As part of his team’s due diligence on Twitter ahead of the purchase, Musk’s team said they found, through their own sampling, that around 33% of profiles in the app were actually bots, and therefore of no value as ad targets, thus reducing the platform’s revenue potential. Twitter had long held that the number of fake profiles in the app didn’t exceed 5% of its total mDAU count, but Musk claimed that the deal could not go ahead until Twitter proved its numbers.
The deal went through anyway, but Musk made it a focus to “get rid of the spam bots or die trying” to restore trust and integrity in the app.
Yet, since then, and despite Musk’s various proclamations that his team had defeated bots entirely, independent analysis showed that the platform’s bot issues have actually worsened, and have made X a key platform for the dissemination of misinformation.

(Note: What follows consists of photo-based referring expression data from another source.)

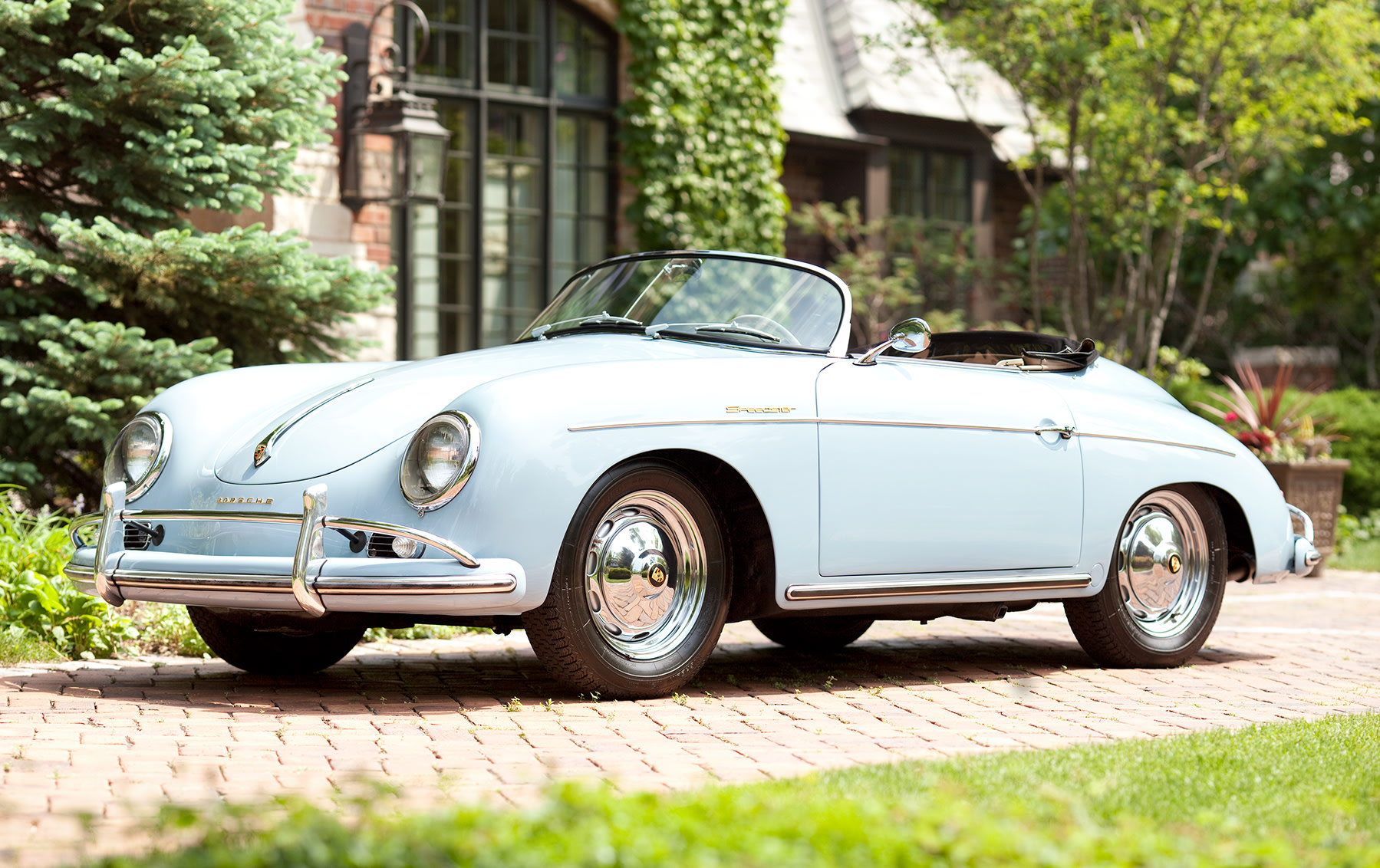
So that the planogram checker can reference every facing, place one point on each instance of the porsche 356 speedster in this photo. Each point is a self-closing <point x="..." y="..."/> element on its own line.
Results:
<point x="680" y="440"/>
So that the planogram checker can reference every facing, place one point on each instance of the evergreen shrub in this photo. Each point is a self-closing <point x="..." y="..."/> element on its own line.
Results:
<point x="117" y="119"/>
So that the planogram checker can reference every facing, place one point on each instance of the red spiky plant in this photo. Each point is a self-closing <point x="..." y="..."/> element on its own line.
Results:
<point x="1259" y="416"/>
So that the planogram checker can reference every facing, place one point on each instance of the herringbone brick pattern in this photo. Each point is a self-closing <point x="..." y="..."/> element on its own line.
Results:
<point x="479" y="718"/>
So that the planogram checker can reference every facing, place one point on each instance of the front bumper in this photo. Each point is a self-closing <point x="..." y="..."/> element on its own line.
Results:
<point x="305" y="581"/>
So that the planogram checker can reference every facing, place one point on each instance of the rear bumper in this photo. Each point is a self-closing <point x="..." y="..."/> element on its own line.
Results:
<point x="1303" y="555"/>
<point x="305" y="581"/>
<point x="1306" y="554"/>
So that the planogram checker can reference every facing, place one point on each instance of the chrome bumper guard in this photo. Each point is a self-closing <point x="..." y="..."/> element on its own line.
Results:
<point x="1306" y="555"/>
<point x="308" y="557"/>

In 2023, the University of Queensland in Australia released a report that analyzed bot activity on X surrounding the first U.S. Republican presidential primary debate that year. The report found that “X is flooded with platform manipulation of various kinds, is not doing enough to moderate content, and has no clear strategy for dealing with political disinformation.”
Also in 2023, European Commission Vice President Vera Jourova identified X as having the “largest ratio of mis/disinformation posts” among major platforms, following a study on the platform’s role in spreading disinformation.
So while Musk has claimed that X has addressed its bot issues, external reports suggest the opposite. And given that Musk also cut 80% of the company’s staff after taking over, including most of its moderation team, it makes sense that X would have worsening bot problems, and that the app would be facing challenges in effectively addressing them.
Maybe this latest push, led by Bier, will have a more significant impact because it’s using advanced detection tools and processes to clean up the app.
The importance of taking action right now is also pressing, given that X itself has acknowledged the use of its platform to spread misinformation about the ongoing conflict in the Middle East.
If X wants to maintain its place as the top platform for real-time discussion, this needs to be a major focus.